Boost foreign reserves via FDIs and exports urgently – Economists | Sunday Observer

Boost foreign reserves via FDIs and exports urgently – Economists

19 December, 2021
Reviving the economy is a challenge and it is the most challenging economy among all of the South Asian countries today, said Professor in Economics, University of Colombo, Sirimal Abeyratne.

The primary need is to build the stock of foreign reserves which cannot be done without FDI and export growth.

“We can borrow from other countries, but it will never solve the problem. We can also sell assets for foreign currency payments; unless these investments generate export income in return, they will only add up to the problem. In fact, both these options are risky too, as they ultimately aggravate the foreign exchange crisis. We can also expect revival of tourism and worker remittances in the medium term, but it will bring about a meagre amount of foreign exchange while our problem is much bigger.”

The ultimate question that remains to be answered is whether we have prepared our economy, the polity and the rule of law to win investor confidence and to generate FDI and export expansion.

Addressing the Sri Lanka Economic Summit 2021 last week, former Central Bank Governor and well-known economist Dr. Indrajit Coomaraswamy said the external sector crisis should be given highest priority as it was the most urgent issue since the country’s gross foreign reserves had slumped drastically to a low of US $ 1.5 billion while the estimated net drain on foreign exchange reserves have been estimated to be at around US $ 7 billion over the next 12 months.

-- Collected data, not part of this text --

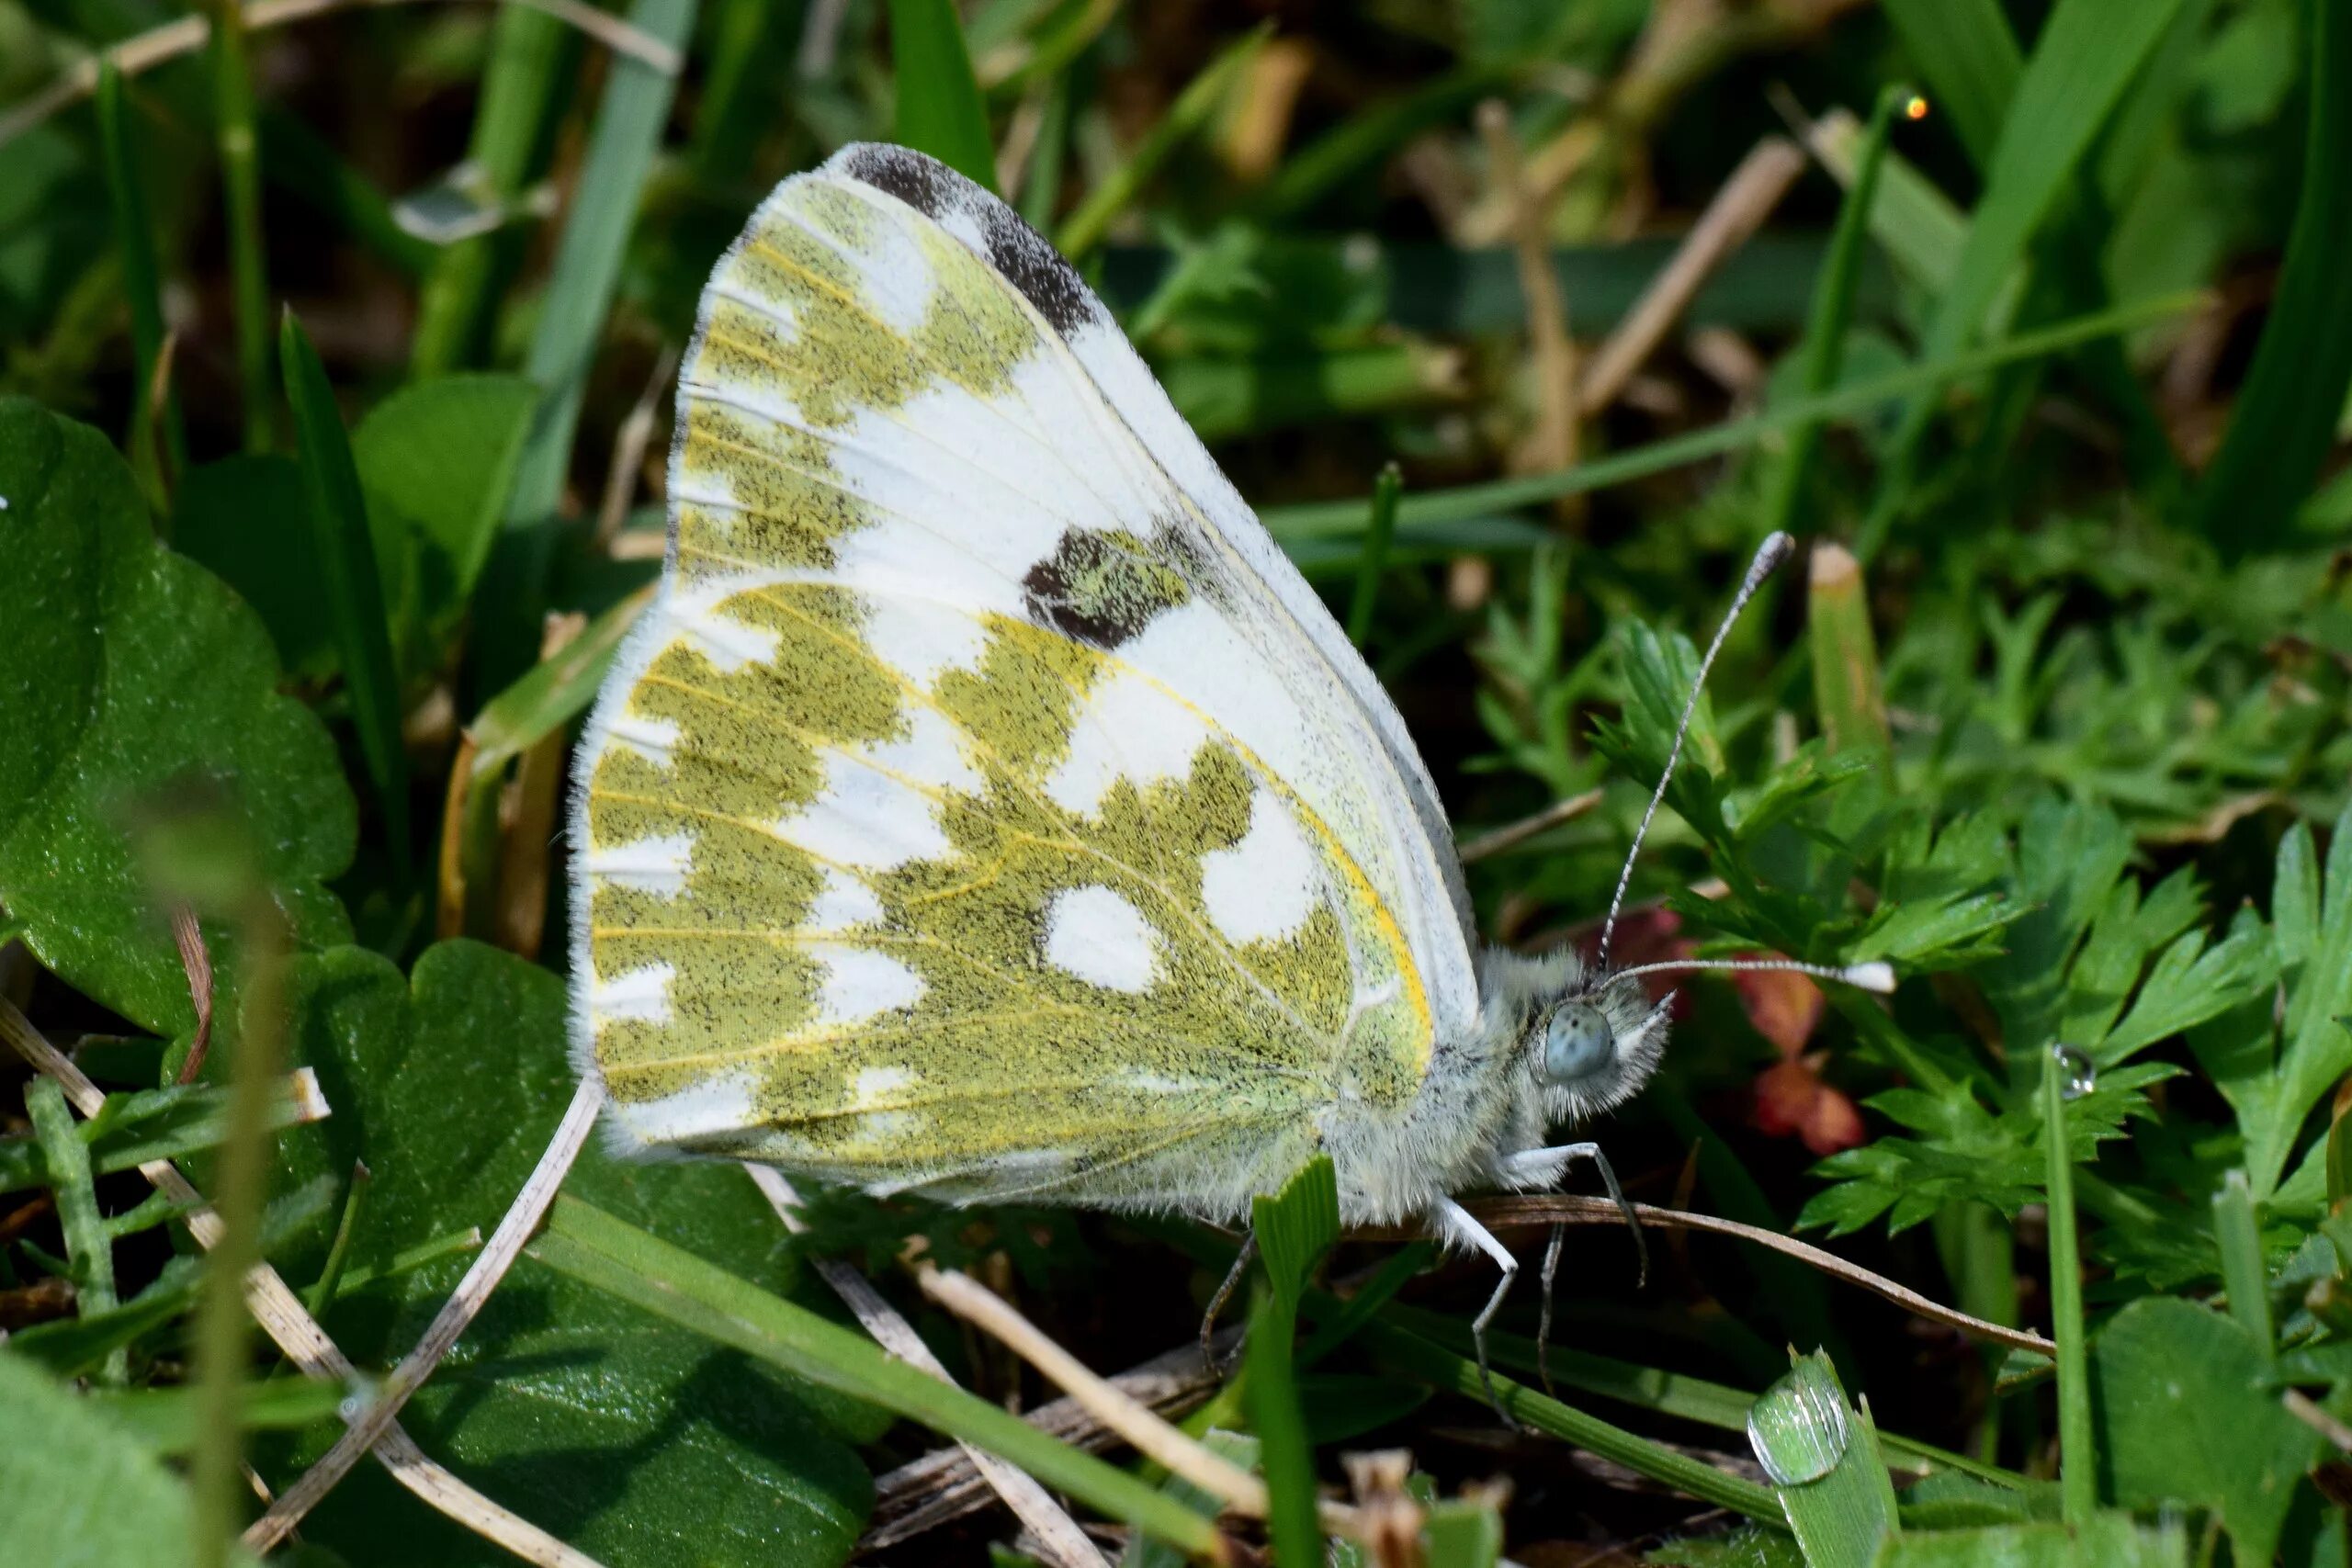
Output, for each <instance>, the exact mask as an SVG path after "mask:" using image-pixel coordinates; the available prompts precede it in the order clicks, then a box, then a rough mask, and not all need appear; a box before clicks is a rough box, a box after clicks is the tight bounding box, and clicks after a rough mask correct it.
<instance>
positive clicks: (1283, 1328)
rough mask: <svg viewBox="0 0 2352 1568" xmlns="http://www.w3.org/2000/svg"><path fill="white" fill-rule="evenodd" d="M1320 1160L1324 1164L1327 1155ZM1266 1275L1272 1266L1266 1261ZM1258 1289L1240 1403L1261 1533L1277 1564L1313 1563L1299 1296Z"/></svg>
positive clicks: (1312, 1550) (1270, 1271) (1314, 1485)
mask: <svg viewBox="0 0 2352 1568" xmlns="http://www.w3.org/2000/svg"><path fill="white" fill-rule="evenodd" d="M1324 1166H1327V1168H1329V1161H1324ZM1258 1204H1261V1206H1263V1204H1265V1199H1258ZM1268 1274H1275V1269H1272V1267H1268ZM1256 1295H1258V1298H1256V1305H1254V1309H1251V1314H1249V1356H1247V1361H1244V1382H1242V1408H1247V1410H1249V1427H1251V1432H1256V1434H1258V1458H1261V1460H1263V1462H1265V1493H1268V1507H1265V1535H1268V1540H1270V1542H1272V1549H1275V1561H1277V1563H1319V1561H1322V1552H1324V1547H1322V1528H1319V1526H1317V1521H1315V1448H1312V1446H1310V1443H1308V1425H1305V1420H1303V1418H1301V1415H1298V1378H1296V1368H1294V1354H1296V1349H1298V1347H1296V1340H1294V1333H1296V1328H1298V1300H1296V1298H1291V1300H1284V1298H1282V1293H1279V1291H1272V1288H1265V1291H1258V1293H1256Z"/></svg>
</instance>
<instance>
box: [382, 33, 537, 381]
mask: <svg viewBox="0 0 2352 1568" xmlns="http://www.w3.org/2000/svg"><path fill="white" fill-rule="evenodd" d="M576 54H579V40H576V35H574V33H572V28H567V26H564V24H560V21H555V19H553V16H548V14H543V12H534V9H529V7H524V5H501V7H499V16H496V19H494V21H492V26H489V68H487V71H485V73H482V101H480V108H475V115H473V134H470V141H468V143H466V162H468V165H473V167H475V169H477V172H480V181H482V186H480V190H482V200H487V202H499V205H510V202H515V200H517V197H520V195H522V188H524V183H527V181H529V179H532V172H534V169H536V167H539V160H541V158H543V155H546V141H548V125H550V120H555V110H557V94H555V87H557V80H560V78H562V68H564V63H569V61H572V59H574V56H576ZM515 240H517V235H506V233H494V235H475V237H470V240H459V242H456V244H449V247H445V249H442V254H440V261H435V263H433V270H430V273H428V275H426V282H423V289H419V296H416V336H414V341H412V343H409V374H412V376H416V378H423V376H442V374H447V371H452V369H459V367H463V364H475V362H477V357H480V343H482V339H485V331H487V324H489V306H492V299H494V284H496V280H499V275H501V273H503V259H506V256H508V254H510V252H513V249H515Z"/></svg>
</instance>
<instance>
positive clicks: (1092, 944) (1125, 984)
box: [1044, 886, 1160, 992]
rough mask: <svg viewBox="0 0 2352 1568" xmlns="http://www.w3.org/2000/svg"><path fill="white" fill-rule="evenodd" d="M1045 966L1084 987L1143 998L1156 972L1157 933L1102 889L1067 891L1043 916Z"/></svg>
mask: <svg viewBox="0 0 2352 1568" xmlns="http://www.w3.org/2000/svg"><path fill="white" fill-rule="evenodd" d="M1044 961H1047V964H1051V966H1054V969H1058V971H1063V973H1070V976H1077V978H1080V980H1084V983H1087V985H1101V987H1103V990H1115V992H1143V990H1150V985H1152V973H1155V971H1157V969H1160V933H1157V931H1152V924H1150V922H1148V919H1143V912H1141V910H1138V907H1136V905H1131V903H1127V900H1124V898H1120V896H1117V893H1115V891H1110V889H1105V886H1082V889H1068V891H1063V893H1056V896H1054V905H1051V907H1049V910H1047V914H1044Z"/></svg>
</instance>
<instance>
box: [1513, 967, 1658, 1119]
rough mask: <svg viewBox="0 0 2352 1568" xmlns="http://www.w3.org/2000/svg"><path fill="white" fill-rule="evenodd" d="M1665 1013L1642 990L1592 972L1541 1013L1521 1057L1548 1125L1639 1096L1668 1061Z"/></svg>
mask: <svg viewBox="0 0 2352 1568" xmlns="http://www.w3.org/2000/svg"><path fill="white" fill-rule="evenodd" d="M1665 1013H1668V1009H1665V1004H1653V1001H1651V999H1649V992H1646V990H1644V987H1642V985H1639V983H1635V980H1618V978H1616V976H1609V973H1590V971H1588V973H1585V976H1578V983H1573V985H1569V987H1564V990H1562V992H1559V994H1557V997H1552V999H1550V1001H1548V1004H1538V1006H1534V1009H1531V1011H1529V1027H1526V1034H1524V1041H1522V1051H1524V1060H1526V1067H1529V1070H1531V1077H1534V1081H1536V1084H1538V1086H1541V1093H1543V1119H1545V1121H1548V1124H1552V1126H1562V1124H1569V1121H1583V1119H1585V1117H1597V1114H1599V1112H1604V1110H1613V1107H1616V1105H1623V1103H1625V1100H1630V1098H1632V1095H1635V1093H1639V1088H1642V1084H1646V1081H1649V1074H1651V1072H1656V1070H1658V1058H1663V1056H1665Z"/></svg>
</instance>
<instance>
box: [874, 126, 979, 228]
mask: <svg viewBox="0 0 2352 1568" xmlns="http://www.w3.org/2000/svg"><path fill="white" fill-rule="evenodd" d="M842 167H844V169H847V172H849V179H854V181H861V183H868V186H873V188H875V190H882V193H884V195H896V197H898V200H901V202H906V205H908V207H913V209H915V212H920V214H922V216H927V219H938V216H943V214H946V212H948V207H950V205H955V197H957V190H955V188H957V186H962V188H967V190H971V188H974V186H971V181H969V179H964V176H962V174H957V172H955V169H950V167H948V165H943V162H938V160H936V158H924V155H922V153H915V150H910V148H891V146H873V143H868V146H856V148H849V155H847V160H844V165H842Z"/></svg>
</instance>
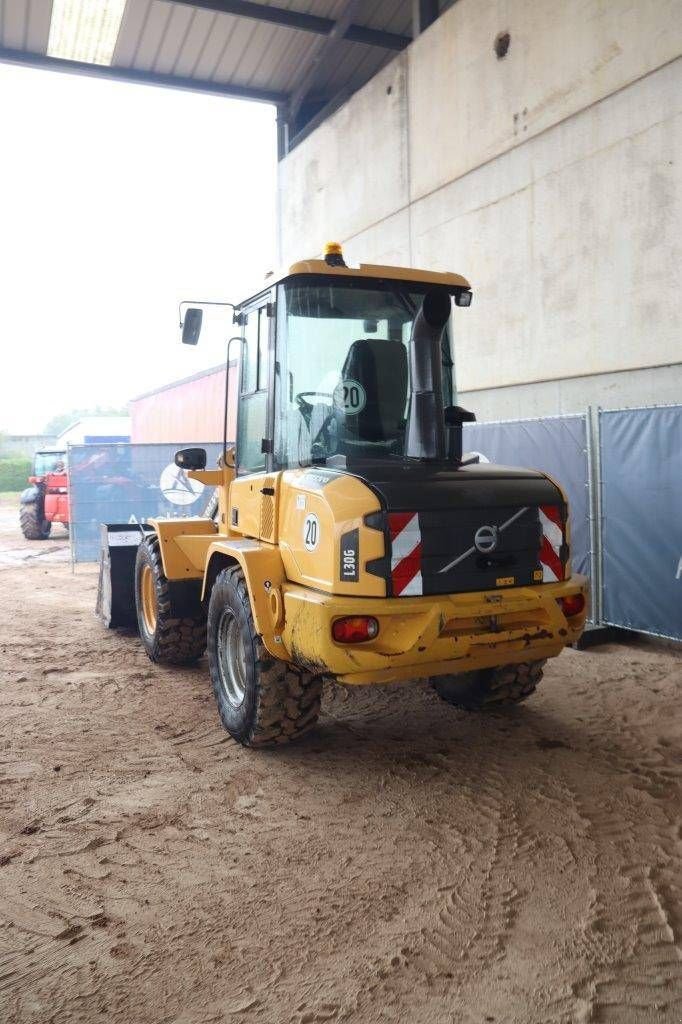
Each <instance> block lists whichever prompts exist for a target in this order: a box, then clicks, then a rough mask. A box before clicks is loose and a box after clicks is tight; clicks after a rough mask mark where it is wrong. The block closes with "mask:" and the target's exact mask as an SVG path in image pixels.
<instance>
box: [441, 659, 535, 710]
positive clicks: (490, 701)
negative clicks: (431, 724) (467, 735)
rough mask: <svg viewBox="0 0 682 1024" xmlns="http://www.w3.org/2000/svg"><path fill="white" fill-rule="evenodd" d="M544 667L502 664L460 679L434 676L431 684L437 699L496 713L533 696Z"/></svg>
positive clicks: (464, 709)
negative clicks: (533, 693) (533, 694)
mask: <svg viewBox="0 0 682 1024" xmlns="http://www.w3.org/2000/svg"><path fill="white" fill-rule="evenodd" d="M544 665H545V662H544V660H543V662H522V663H521V664H520V665H502V666H499V667H498V668H496V669H479V671H478V672H464V673H462V675H460V676H435V677H434V678H433V679H432V680H431V682H432V684H433V688H434V690H435V691H436V693H437V694H438V696H439V697H441V699H442V700H445V701H446V702H447V703H451V705H453V706H454V707H455V708H463V709H464V711H497V710H498V709H499V708H509V707H510V706H511V705H515V703H520V702H521V701H522V700H525V699H527V697H529V696H530V694H531V693H535V691H536V689H537V688H538V684H539V682H540V680H541V679H542V678H543V667H544Z"/></svg>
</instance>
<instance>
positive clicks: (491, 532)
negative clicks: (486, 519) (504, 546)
mask: <svg viewBox="0 0 682 1024" xmlns="http://www.w3.org/2000/svg"><path fill="white" fill-rule="evenodd" d="M498 540H499V531H498V527H497V526H479V527H478V529H477V530H476V532H475V534H474V546H475V548H476V551H480V553H481V555H488V554H489V553H491V551H495V549H496V548H497V546H498Z"/></svg>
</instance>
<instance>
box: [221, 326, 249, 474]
mask: <svg viewBox="0 0 682 1024" xmlns="http://www.w3.org/2000/svg"><path fill="white" fill-rule="evenodd" d="M233 341H239V342H240V343H241V344H242V345H244V337H243V335H241V334H236V335H233V336H232V337H231V338H230V339H229V341H228V342H227V355H226V357H225V412H224V416H223V420H222V460H223V463H226V460H227V398H228V396H229V353H230V350H231V347H232V342H233ZM241 354H242V353H241V352H240V356H241ZM241 361H242V360H241V358H240V360H239V362H238V373H239V367H240V364H241ZM239 391H240V381H239V378H238V380H237V393H238V395H239ZM238 402H239V398H238Z"/></svg>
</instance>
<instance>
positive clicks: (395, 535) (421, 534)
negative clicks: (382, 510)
mask: <svg viewBox="0 0 682 1024" xmlns="http://www.w3.org/2000/svg"><path fill="white" fill-rule="evenodd" d="M388 529H389V532H390V535H391V580H392V583H393V596H394V597H400V596H402V597H409V596H411V595H416V594H423V593H424V585H423V583H422V531H421V530H420V528H419V515H418V514H417V513H416V512H389V514H388Z"/></svg>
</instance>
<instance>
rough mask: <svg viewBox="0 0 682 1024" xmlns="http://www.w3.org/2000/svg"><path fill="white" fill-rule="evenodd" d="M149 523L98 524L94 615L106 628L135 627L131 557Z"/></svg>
mask: <svg viewBox="0 0 682 1024" xmlns="http://www.w3.org/2000/svg"><path fill="white" fill-rule="evenodd" d="M151 529H152V527H151V526H134V525H130V523H127V522H126V523H109V524H105V523H102V525H101V547H100V553H99V581H98V584H97V604H96V606H95V614H96V615H97V616H98V617H99V618H101V621H102V623H103V624H104V626H105V627H106V628H108V629H110V630H114V629H118V628H119V627H129V628H131V629H136V628H137V613H136V611H135V559H136V557H137V548H138V546H139V542H140V541H141V539H142V537H143V531H144V532H147V531H148V530H151Z"/></svg>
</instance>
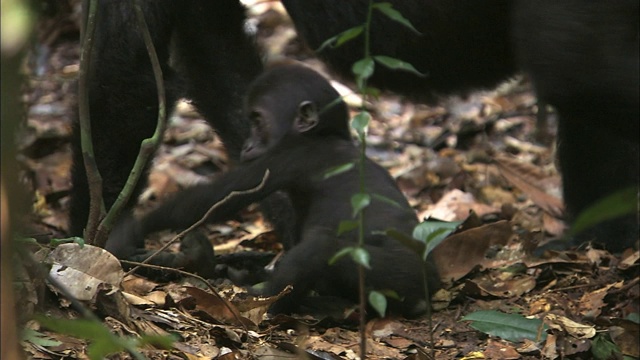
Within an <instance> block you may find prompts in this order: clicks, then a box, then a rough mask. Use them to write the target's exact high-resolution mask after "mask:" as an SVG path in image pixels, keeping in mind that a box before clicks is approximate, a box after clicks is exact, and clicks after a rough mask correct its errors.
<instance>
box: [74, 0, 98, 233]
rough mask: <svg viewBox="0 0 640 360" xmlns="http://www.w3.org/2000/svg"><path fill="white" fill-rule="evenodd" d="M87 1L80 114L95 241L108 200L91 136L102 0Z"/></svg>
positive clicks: (84, 153)
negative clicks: (106, 196)
mask: <svg viewBox="0 0 640 360" xmlns="http://www.w3.org/2000/svg"><path fill="white" fill-rule="evenodd" d="M87 5H88V8H89V9H88V12H87V17H86V20H85V22H84V24H85V26H83V30H84V33H83V34H82V52H81V53H80V71H79V76H78V98H79V99H78V117H79V127H80V146H81V149H82V158H83V162H84V167H85V171H86V174H87V185H88V186H89V217H88V220H87V224H86V228H85V233H84V238H85V239H87V240H88V241H89V242H90V243H91V242H92V240H93V239H94V235H95V232H96V228H97V226H98V222H99V221H100V218H101V217H102V214H103V209H104V203H103V202H102V177H101V176H100V172H99V170H98V166H97V164H96V159H95V156H94V151H93V142H92V137H91V119H90V109H89V86H88V77H89V72H90V66H91V54H92V50H93V38H94V35H95V28H96V14H97V8H98V2H97V0H90V1H89V2H88V4H87V3H85V6H87Z"/></svg>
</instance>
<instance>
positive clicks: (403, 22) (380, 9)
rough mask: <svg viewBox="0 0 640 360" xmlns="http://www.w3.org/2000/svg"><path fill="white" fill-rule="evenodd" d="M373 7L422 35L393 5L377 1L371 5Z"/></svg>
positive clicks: (391, 18) (393, 19)
mask: <svg viewBox="0 0 640 360" xmlns="http://www.w3.org/2000/svg"><path fill="white" fill-rule="evenodd" d="M373 8H374V9H378V10H380V12H381V13H383V14H385V15H386V16H387V17H388V18H390V19H391V20H394V21H397V22H399V23H400V24H402V25H404V26H405V27H407V28H408V29H410V30H411V31H413V32H414V33H416V34H417V35H422V33H421V32H420V31H418V29H416V28H415V27H413V25H412V24H411V22H410V21H409V20H408V19H407V18H405V17H404V16H402V14H401V13H400V12H399V11H398V10H396V9H394V8H393V5H391V4H390V3H377V4H374V5H373Z"/></svg>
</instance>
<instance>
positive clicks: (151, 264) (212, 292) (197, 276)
mask: <svg viewBox="0 0 640 360" xmlns="http://www.w3.org/2000/svg"><path fill="white" fill-rule="evenodd" d="M172 241H173V240H172ZM147 260H148V259H147ZM147 260H145V261H147ZM120 262H122V263H124V264H128V265H134V266H135V268H136V269H137V268H139V267H145V268H149V269H155V270H161V271H170V272H175V273H178V274H180V275H182V276H187V277H191V278H194V279H197V280H200V281H201V282H202V283H203V284H204V285H205V286H206V287H207V288H208V289H209V290H210V291H211V293H212V294H213V295H215V296H216V297H217V298H218V299H220V301H221V302H222V303H223V304H224V306H225V307H226V308H227V310H229V311H230V312H231V313H232V314H233V318H234V319H235V320H236V321H237V322H238V324H240V326H241V327H242V329H243V330H244V331H245V332H246V333H247V339H249V338H250V337H249V329H248V328H247V326H246V325H245V324H244V322H242V320H241V319H240V314H239V313H238V310H237V309H235V308H234V307H233V306H231V304H229V302H228V301H227V300H226V299H225V298H223V297H222V296H221V295H220V294H218V292H217V291H216V289H215V288H214V287H213V286H212V285H211V284H210V283H209V282H208V281H207V279H205V278H203V277H202V276H200V275H197V274H194V273H190V272H187V271H184V270H180V269H176V268H171V267H166V266H160V265H153V264H147V263H144V262H137V261H129V260H120ZM129 273H130V272H128V273H127V274H125V276H126V275H128V274H129Z"/></svg>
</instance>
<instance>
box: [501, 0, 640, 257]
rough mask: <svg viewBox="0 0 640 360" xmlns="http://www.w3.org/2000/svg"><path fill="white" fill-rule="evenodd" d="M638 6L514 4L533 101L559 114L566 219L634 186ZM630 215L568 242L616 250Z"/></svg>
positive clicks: (634, 231) (631, 239)
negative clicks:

Currently the country is grappling with a severe shortage foreign exchange, external debt repayment, budget deficit, high cost of commodities and turmoil in the agriculture and plantation sectors. According to data the current level of foreign reserves is adequate only to meet a couple of months’ imports.

Former Central Bank Deputy Governor Dr. W.A. Wijewardena said that now it is too late to go to the IMF since the issue has hit us hard.

“Our present problem is how we will survive after the next four weeks. For that quick bilateral assistance of adequate size should be obtained either from India or China. However, it is still the IMF that is the most affordable, cheaper and effective option.

It will help Sri Lanka to build confidence among investors, force the country to implement a viable reform program and above all impose discipline. Its cost is about 3% per annum and repayment period is extended to six to 10 years.

All alternative sources will cost Sri Lanka over 10% now,” he said.